I am trying to run a FORTRAN code in parallel on an Epyc-Rome dual socket 7552, with 192MB cache (96 cores/192 threads). I have a 4x 128GB DDR4 sdram 3200 (PC4 25600) ECC server memory.
The FORTRAN code is supposed to be the type that is ideal for parallelization: A large 3D domain where there are two major 3D do loops. One updates a set of matrices (call them Xn) using the values of the nearby elements of the stored matrices (call them An). And then when that loop is done, the An matrices' elements are updated using the nearby elements of the (just) stored matrices Xn. In other words, the do loops are explicit. And, in principle, the 3D domain could be partitioned into multiple 3D sub-domains that could run independent of each other except for needing to access memory to use some of the same elements at their common "edges" or "sides". (It is a finite difference time domain code.)
The problem statement is that I am not getting the parallel program to (effectively) use more than about 32 threads at a time so that with 96 cpu available it is only 1.33 times faster than an older 16cpu (threadripper) computer.

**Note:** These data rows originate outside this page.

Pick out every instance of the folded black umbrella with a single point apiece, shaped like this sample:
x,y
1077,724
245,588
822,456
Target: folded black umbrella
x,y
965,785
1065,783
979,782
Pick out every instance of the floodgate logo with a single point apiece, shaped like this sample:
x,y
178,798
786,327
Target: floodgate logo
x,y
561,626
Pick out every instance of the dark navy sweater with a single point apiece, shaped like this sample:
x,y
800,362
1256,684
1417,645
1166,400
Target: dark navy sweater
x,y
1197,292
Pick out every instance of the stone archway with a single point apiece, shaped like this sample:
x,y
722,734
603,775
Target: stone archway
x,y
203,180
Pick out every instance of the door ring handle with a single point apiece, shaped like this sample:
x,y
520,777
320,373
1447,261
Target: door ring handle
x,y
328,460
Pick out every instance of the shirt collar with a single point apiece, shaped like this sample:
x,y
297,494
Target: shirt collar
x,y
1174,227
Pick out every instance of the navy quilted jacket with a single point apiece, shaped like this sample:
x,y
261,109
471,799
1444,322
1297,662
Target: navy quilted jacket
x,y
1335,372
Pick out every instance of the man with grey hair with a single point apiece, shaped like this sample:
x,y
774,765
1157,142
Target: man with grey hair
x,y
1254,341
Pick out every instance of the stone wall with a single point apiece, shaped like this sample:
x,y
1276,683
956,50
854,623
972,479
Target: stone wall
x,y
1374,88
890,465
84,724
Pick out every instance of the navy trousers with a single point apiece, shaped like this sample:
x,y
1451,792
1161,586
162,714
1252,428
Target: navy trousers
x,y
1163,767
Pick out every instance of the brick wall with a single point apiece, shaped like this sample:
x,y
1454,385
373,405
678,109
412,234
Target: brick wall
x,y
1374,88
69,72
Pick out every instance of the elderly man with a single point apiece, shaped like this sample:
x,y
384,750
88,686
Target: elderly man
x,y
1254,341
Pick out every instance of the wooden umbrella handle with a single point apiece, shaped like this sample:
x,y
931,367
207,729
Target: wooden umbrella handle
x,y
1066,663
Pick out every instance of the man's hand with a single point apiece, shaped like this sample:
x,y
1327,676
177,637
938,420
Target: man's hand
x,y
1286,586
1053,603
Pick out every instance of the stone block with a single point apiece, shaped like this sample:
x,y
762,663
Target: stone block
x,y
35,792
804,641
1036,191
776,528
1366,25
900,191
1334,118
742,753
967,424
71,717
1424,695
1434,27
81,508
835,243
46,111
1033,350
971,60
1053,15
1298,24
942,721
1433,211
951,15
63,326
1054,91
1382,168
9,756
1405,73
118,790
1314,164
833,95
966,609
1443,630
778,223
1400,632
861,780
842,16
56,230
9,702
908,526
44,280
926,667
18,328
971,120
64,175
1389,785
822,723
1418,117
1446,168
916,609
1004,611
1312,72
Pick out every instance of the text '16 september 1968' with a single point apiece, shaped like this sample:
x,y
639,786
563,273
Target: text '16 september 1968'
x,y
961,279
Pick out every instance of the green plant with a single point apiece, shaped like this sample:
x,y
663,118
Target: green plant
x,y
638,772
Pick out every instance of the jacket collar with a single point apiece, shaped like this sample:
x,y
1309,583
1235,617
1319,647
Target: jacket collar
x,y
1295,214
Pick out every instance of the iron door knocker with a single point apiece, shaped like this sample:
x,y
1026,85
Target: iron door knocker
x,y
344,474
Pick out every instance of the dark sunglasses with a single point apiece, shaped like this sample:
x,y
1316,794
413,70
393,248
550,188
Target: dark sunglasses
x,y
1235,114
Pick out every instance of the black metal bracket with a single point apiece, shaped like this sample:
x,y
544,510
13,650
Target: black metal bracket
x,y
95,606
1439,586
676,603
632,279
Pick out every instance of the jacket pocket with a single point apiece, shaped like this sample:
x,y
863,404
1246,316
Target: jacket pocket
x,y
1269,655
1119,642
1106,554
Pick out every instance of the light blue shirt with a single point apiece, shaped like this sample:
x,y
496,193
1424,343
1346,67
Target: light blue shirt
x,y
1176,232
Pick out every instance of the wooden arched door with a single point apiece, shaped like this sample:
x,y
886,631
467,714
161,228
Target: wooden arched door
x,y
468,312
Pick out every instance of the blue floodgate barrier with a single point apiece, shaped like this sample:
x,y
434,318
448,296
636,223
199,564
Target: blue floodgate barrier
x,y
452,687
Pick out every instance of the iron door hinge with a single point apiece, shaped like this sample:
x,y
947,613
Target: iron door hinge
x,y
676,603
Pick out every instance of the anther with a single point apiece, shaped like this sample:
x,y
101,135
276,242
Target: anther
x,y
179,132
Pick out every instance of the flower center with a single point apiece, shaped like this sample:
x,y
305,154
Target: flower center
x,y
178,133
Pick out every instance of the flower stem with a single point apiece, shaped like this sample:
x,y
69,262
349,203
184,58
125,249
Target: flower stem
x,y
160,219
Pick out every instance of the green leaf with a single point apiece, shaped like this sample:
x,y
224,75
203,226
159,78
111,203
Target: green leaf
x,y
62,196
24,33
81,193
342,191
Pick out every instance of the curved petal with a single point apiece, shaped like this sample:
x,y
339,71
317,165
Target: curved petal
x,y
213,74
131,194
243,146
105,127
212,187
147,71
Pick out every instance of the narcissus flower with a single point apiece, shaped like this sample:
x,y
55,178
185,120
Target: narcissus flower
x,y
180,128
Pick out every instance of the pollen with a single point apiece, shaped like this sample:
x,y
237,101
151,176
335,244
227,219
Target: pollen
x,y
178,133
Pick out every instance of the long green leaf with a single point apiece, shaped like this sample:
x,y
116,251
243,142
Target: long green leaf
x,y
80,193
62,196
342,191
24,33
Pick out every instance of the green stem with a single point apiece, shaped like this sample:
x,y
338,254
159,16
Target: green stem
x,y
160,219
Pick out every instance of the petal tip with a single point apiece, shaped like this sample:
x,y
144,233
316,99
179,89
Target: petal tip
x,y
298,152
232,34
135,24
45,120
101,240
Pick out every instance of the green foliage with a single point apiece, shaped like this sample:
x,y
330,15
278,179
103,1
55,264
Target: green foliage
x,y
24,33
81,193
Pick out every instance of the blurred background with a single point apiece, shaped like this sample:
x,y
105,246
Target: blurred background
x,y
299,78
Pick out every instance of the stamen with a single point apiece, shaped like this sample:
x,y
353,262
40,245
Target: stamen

In other words, if I set OMP_NUM_THREADS higher than 32, nothing improves and eventually gets worse, running into a kmp barrier problem.
My problem is that I am a scientist, not a programmer, and although I am getting help with the proper way of using OMP commands in the program, the biggest issue appears to be I am running into a memory bandwidth limit. But I am told it may also have to do with losing the bandwidth of other NUMA domains, e.g.: I was told that "If you have NUMA balancing enabled and you run much more iterations, the memory pages might move to other NUMA domains."
So, is there anything I can do about NUMA balancing or not balancing? Is this the kind of question that you can help me with in this forum?